# MongoDB Aggregation Pipeline In Python

Learn about the various stages and configurations you can create to configure an Aggregation Pipeline

Stages: [match](#match), [project](#project), [unset](#unset), [limit](#limit), [skip](#skip), [sort](#sort), [count](#count), [sortByCount](#sortByCount), [unwind](#unwind), [group](#group), [addFields](#addFields), [sample](#sample), [lookup](#lookup), [unionWith](#unionWith), [out](#out), [merge](#merge)

Operators: [size](#size-(operator)), [in](#in-(operator)), [arrayElemAt](#arrayElemAt-(operator)), [first](#first-(operator)), [count](#count-(accumulator-operator)), [sum](#sum-(accumulator-operator)), [first, last](#first,-last-(accumulator-operators)), [push](#push-(accumulator-operator)), [addToSet](#addToSet-(accumulator-operator)), [regexMatch](#regexMatch-(operator)), [cond](#cond-(operator)), [Date](#Date-Operators), [expr](#expr-(operator)), [ifNull](#ifNull-(operator)), [type](#type-(operator)), [switch](#switch-(operator))

In [3]:
from pymongo import MongoClient

In [4]:
mongodb_uri = "mongodb://localhost:27017/"
db_name = "aggregation_test"

In [5]:
client = MongoClient(mongodb_uri)
db = client[db_name]

### Helper Function

In [6]:
def print_cursor(cursor):
    for document in cursor:
        print(document, end="\n\n")

### Inserting Some Sample Data

In [7]:
#it double checks if there is data or not -- learn it
import aggregatehelper.insert_aggregation_sample_data as iasd

iasd.insert_data(mongodb_uri, db_name)

Entries already exist in the aggregation_test database in the users, products, or orders collection.

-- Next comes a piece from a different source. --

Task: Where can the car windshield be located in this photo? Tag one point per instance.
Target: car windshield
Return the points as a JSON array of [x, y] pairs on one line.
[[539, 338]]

Insert commands aborted.


### match

In [8]:
match_cursor = db.products.aggregate([
    {"$match": {"name": "Pens"}}
])

In [9]:
print_cursor(match_cursor)

{'_id': ObjectId('640b4ff43c493ec19556619b'), 'name': 'Pens', 'seller_id': ObjectId('640b4ff43c493ec195566194'), 'tags': ['Office', 'School']}



In [17]:
# returns commandCursor - like cursor Object
match_cursor = db.products.aggregate([
    {"$match": {"$or": [
        {"tags": "Beauty"},
        {"tags": "Home"}]}}
])

In [18]:
print_cursor(match_cursor)

{'_id': ObjectId('640b4ff43c493ec195566199'), 'name': 'Mug', 'seller_id': ObjectId('640b4ff43c493ec195566193'), 'tags': ['Home', 'Kitchen']}

{'_id': ObjectId('640b4ff43c493ec19556619a'), 'name': 'Moisturizer', 'seller_id': ObjectId('640b4ff43c493ec195566193'), 'tags': ['Beauty']}

{'_id': ObjectId('640b4ff43c493ec19556619c'), 'name': 'Face Cleanser', 'seller_id': ObjectId('640b4ff43c493ec195566193'), 'tags': ['Beauty']}

{'_id': ObjectId('640b4ff43c493ec19556619d'), 'name': 'Concealer Makeup', 'seller_id': ObjectId('640b4ff43c493ec195566196'), 'tags': ['Beauty']}

{'_id': ObjectId('640b4ff43c493ec19556619e'), 'name': 'Eyeliner', 'seller_id': ObjectId('640b4ff43c493ec195566197'), 'tags': ['Beauty']}



### project

In [31]:
#change returned column name as you wish with $ infront of the column name you want to rename
project_cursor = db.products.aggregate([
    {"$project": {"_id": 0, "name_as_product_name": "$name", "tags": 1}}])

In [32]:
print_cursor(project_cursor)

{'tags': ['Home', 'Kitchen'], 'name_as_product_name': 'Mug'}

{'tags': ['Beauty'], 'name_as_product_name': 'Moisturizer'}

{'tags': ['Office', 'School'], 'name_as_product_name': 'Pens'}

{'tags': ['Beauty'], 'name_as_product_name': 'Face Cleanser'}

{'tags': ['Beauty'], 'name_as_product_name': 'Concealer Makeup'}

{'tags': ['Beauty'], 'name_as_product_name': 'Eyeliner'}



In [43]:
match_project_cursor = db.products.aggregate([
    # copied from above match statement
    {"$match": {"$or": [{"name": "Pens"}]}},
    {"$project": {"_id": 0, "name_as_product_name": "$name", "tags": 1}}])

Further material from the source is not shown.